Oh as for Pat’s coleslaw it was very good. It would most definitely rock on a BBQ sandwich. As for the pricing it definitely has a downtown price, but then it is downtown food. I really want to go back. I mean look at that menu. And pints of a great beer for $4.50. Well needless to say we both liked this place. I think this joint will be rocking Sobro when it gets warm,especially when they start pouring their own beer.
This is not at all like a post that would normally be shown here. I was indisposed for a few days so we were unable to hit the streets for our usual lunch. I have been thinking about writing a post like this for a while but never thought it would be too interesting to anyone. But since I am temporarily sidelined for a while; and; since I’m an obsessive, compulsive type I thought I might as well indulge myself.
What I’ve been thinking about is the changing face of restaurant cooking during my “adulthood”. In the 1960’s &70’s “Nouvelle Cuisine” hit the U.S. New cooking. A lighter, healthier alternative to ” Haute Cuisine”. Cooks started using terms like “cuisine minceur” (a version of nouvelle); au sec and spray releases like “Pam” were being used for “frying”. Saucers were lighter, portions were smaller and presentation almost became an end in itself. These changed the fundamentals of the business. Don’t let the French terms throw you. I think schools and some cooks like using these terms to sound sophisticated. That’s probably why I use them.
In the ensuing years different “hooks” appeared. The resurgence of flambe, fusion cooking and the raw food diet. But the most basic aspect of preparing food for consumption has not changed since the advent of fire. When you go past the initial stage -“find food, add heat” you discover that; in this part of the world the main influence is European; primarily French. Culinary Schools stress “classical cooking”. That is to say French cooking. I’ll save my thoughts on that for another time.
Since I stopped working and started eating out I noticed that joints are going more country, and, shall I say more ethnic. Not just hipster joints but some taverns enjoy adding flat breads and a more Asian palate of spices and seasonings. And the sauces have a spin with soy and ponzu type sauces. All of which add a great punch to the food. As for the country tour. I am not too sure. A lot of joints love to use pork belly and kale. Now I have no problem with either,but I wonder if the folks that use them really get it. Pork belly is a beautiful part of the pig, Skin,fat,meat and more fat. Slowly cooked;in a moist environment the yield is a delicious taste of meat with an unctuous deliciousness. Of course it’s great for making bacon. As for the skin; cut it in strips, fry and dust with garlic and Louisiana hot sauce. Now that is fusion. Whether you call it crackling’ or chiccaron it is definitely good food. Hardly heart healthy but tasty none the less.
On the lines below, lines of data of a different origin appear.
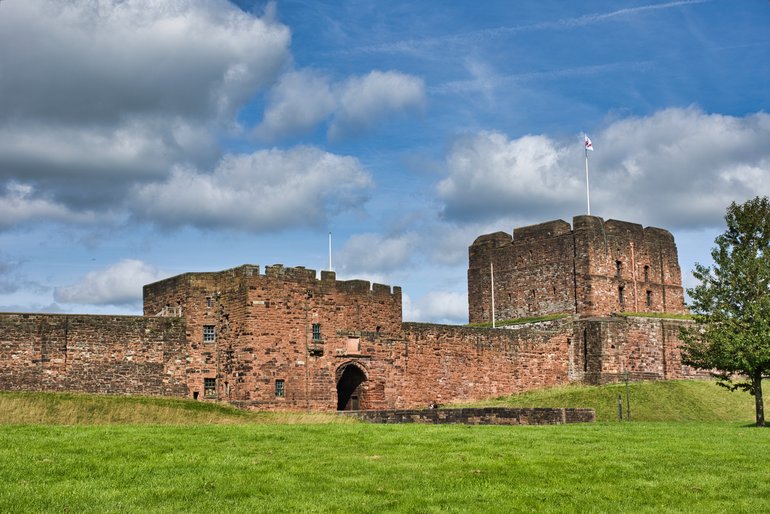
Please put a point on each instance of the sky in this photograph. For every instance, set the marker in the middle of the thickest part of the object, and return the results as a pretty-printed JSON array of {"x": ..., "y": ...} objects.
[{"x": 141, "y": 139}]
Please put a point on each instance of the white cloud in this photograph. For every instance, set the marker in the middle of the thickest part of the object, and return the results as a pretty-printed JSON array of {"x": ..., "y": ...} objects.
[
  {"x": 263, "y": 191},
  {"x": 19, "y": 204},
  {"x": 490, "y": 175},
  {"x": 298, "y": 102},
  {"x": 678, "y": 168},
  {"x": 375, "y": 253},
  {"x": 302, "y": 99},
  {"x": 120, "y": 284},
  {"x": 438, "y": 307},
  {"x": 97, "y": 60},
  {"x": 366, "y": 100},
  {"x": 100, "y": 95}
]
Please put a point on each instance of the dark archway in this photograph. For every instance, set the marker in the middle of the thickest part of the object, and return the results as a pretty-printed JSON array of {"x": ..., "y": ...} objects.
[{"x": 350, "y": 387}]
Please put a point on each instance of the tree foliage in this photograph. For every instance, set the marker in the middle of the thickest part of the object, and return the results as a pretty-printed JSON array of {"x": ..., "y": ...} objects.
[{"x": 731, "y": 305}]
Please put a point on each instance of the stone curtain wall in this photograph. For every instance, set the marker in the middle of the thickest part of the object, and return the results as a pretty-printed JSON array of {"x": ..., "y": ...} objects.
[
  {"x": 552, "y": 268},
  {"x": 93, "y": 354},
  {"x": 646, "y": 348},
  {"x": 449, "y": 364},
  {"x": 265, "y": 340}
]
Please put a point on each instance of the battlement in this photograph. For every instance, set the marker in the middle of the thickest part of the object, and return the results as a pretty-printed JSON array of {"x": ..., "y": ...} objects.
[
  {"x": 592, "y": 268},
  {"x": 297, "y": 274}
]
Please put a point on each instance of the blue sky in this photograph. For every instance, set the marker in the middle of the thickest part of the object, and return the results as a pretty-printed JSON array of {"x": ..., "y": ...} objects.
[{"x": 142, "y": 139}]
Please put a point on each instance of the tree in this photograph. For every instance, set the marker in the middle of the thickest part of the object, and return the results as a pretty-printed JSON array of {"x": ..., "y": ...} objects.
[{"x": 731, "y": 305}]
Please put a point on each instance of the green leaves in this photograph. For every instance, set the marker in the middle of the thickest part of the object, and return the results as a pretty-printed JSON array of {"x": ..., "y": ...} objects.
[{"x": 732, "y": 302}]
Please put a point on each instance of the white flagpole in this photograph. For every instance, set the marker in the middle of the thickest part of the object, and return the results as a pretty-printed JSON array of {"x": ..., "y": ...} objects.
[
  {"x": 492, "y": 275},
  {"x": 587, "y": 145},
  {"x": 588, "y": 194}
]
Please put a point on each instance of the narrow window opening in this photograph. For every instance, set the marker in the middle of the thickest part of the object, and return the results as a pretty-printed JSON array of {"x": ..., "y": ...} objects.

Well I do ramble. Kale. I love kale. I love all greens. However I don’t get raw kale, or slightly cooked kale. To me greens should be cooked down. Concentrate the nutrients into the pot liquor. Make sure you have some corn bread for sopping. Now if you can get some young baby greens they are great raw. Especially mustard greens. Simply dressed with oil, and vinegar or citrus juice the result is remarkable.